Ni el perfeccionismo de la ejecución era un factor dominante; al fin y al cabo esa búsqueda de la perfección no es sino un punto de partida
Abbado y Pollini tienen mucha historia en común a sus espaldas. Y ahora que están en la cumbre de sus trayectorias artísticas no está de más recordar su compromiso en la popularización de la música con conciertos en fábricas y charlas divulgativas en la Emilia Romagna, cuando el comunismo suponía en Italia la esperanza de un mundo mejor y más igualitario. No olvidan su pasado los dos músicos milaneses y, con bastante frecuencia, se comprometen todavía con causas humanistas que van más allá de la música. Son amigos, además. Desde estas perspectivas, un concierto para piano y orquesta como el cuarto, de Beethoven, adquiere un sentido especial, de un signo diferente a cuando lo hicieron con el acompañamiento de la Filarmónica de Berlín hace unos años. Beethoven representa por otra parte un exponente de la cultura de un cambio de siglo. Como Mahler 100 años después. La búsqueda de otra concepción estética -y ética- determina en esta ocasión hasta la concepción del programa del concierto. Y en otro plano determina también la filosofía del Festival de Lucerna, que tiene este año a los dos italianos y a Boulez, dirigiendo la Academia de Música Contemporánea, como su trío fundamental de artistas.
Ya la calle era una manifestación. Hasta la estación de ferrocarril llegaban las personas con carteles reclamando una entrada sobrante. Vana esperanza. Desde los primeros compases del allegro moderato se apoderó de la atmósfera una extraña sensación de serenidad. Ni siquiera el perfeccionismo de la ejecución era un factor dominante. Al fin y al cabo, esa búsqueda de la perfección es un punto de partida necesario, pero nada más. La música volaba en un deseo de compartir su carácter efímero y se asentaba en un humanismo moderno desde su poso histórico. Ni el pianista ni la orquesta se decantaban por el más mínimo exhibicionismo, como si la madurez interpretativa fuese un asunto cotidiano. Y eran precisamente los aspectos reflexivos, dolientes, sosegados, los que se metían hasta el último poro y continuaban en la memoria horas después en un intento inútil y desasosegante de retener la belleza del tiempo.
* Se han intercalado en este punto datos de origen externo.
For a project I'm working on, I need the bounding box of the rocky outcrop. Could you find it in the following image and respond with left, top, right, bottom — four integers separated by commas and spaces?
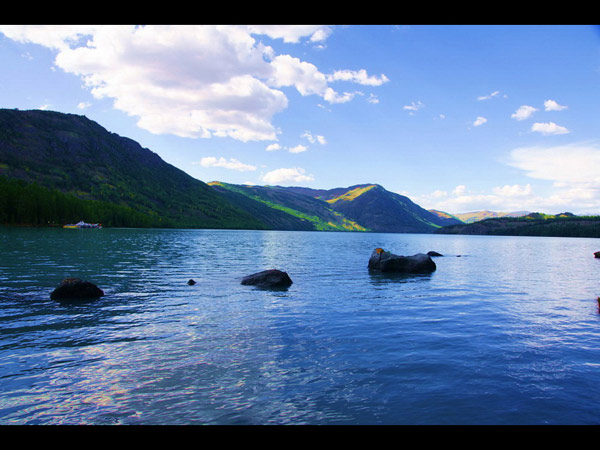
242, 269, 293, 288
50, 278, 104, 300
368, 248, 436, 274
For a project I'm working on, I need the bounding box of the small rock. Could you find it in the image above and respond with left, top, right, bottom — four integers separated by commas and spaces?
242, 269, 292, 287
368, 248, 436, 274
50, 278, 104, 300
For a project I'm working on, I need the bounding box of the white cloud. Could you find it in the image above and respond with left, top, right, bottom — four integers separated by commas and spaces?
473, 116, 487, 127
300, 131, 327, 145
531, 122, 569, 135
288, 144, 308, 153
493, 184, 532, 197
0, 25, 387, 142
544, 100, 567, 111
367, 94, 379, 105
510, 105, 539, 120
265, 143, 281, 152
402, 100, 425, 113
327, 69, 390, 86
418, 144, 600, 215
248, 25, 331, 44
261, 167, 314, 184
452, 184, 467, 195
477, 91, 500, 101
509, 144, 600, 188
192, 156, 256, 172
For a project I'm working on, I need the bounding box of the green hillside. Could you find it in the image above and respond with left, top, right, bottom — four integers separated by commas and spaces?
209, 181, 367, 231
209, 182, 460, 233
304, 184, 464, 233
Inolvidable.
La marcha fúnebre del comienzo de la Quinta, de Mahler, en un diálogo lúcido y cara a cara con la muerte, que se repetiría después en el célebre adagietto, indicaba con claridad la evolución de Abbado en la comprensión de esta obra, si se compara, pongamos por caso, con su lectura al frente de la Filarmónica de Berlín en el insólito festival Mahler de Amsterdam de 1975, en homenaje a Mengelberg. Los juegos de contrastes, la combinación de melodías populares y pasajes atormentados, los distintos niveles de la narración, en cierto modo novelística, de la sinfonía están ahora más en función de una profundidad interior sin ningún tipo de concesión a la brillantez del sonido por el sonido y a la pericia de la orquesta. Ésta toca maravillosamente, desde luego, con una cuerda cálida y densa, y con un viento en el que se lucieron los solistas de trompa y trompeta, pero, sobre todo, la sensación que transmite es la de compenetración total con el director en el concepto y en la forma de sacarlo a la luz. Más de 10 minutos permaneció el público en pie aclamando al maestro y a sus músicos, con lluvia de flores desde las galerías y una rosa entregada en mano por una espontánea a Abbado, que éste a su vez regaló a la veterana y excelente violonchelista Natalia Gutman, la cual había tocado con el entusiasmo de una dieciochoañera. Qué emocionante, de verdad.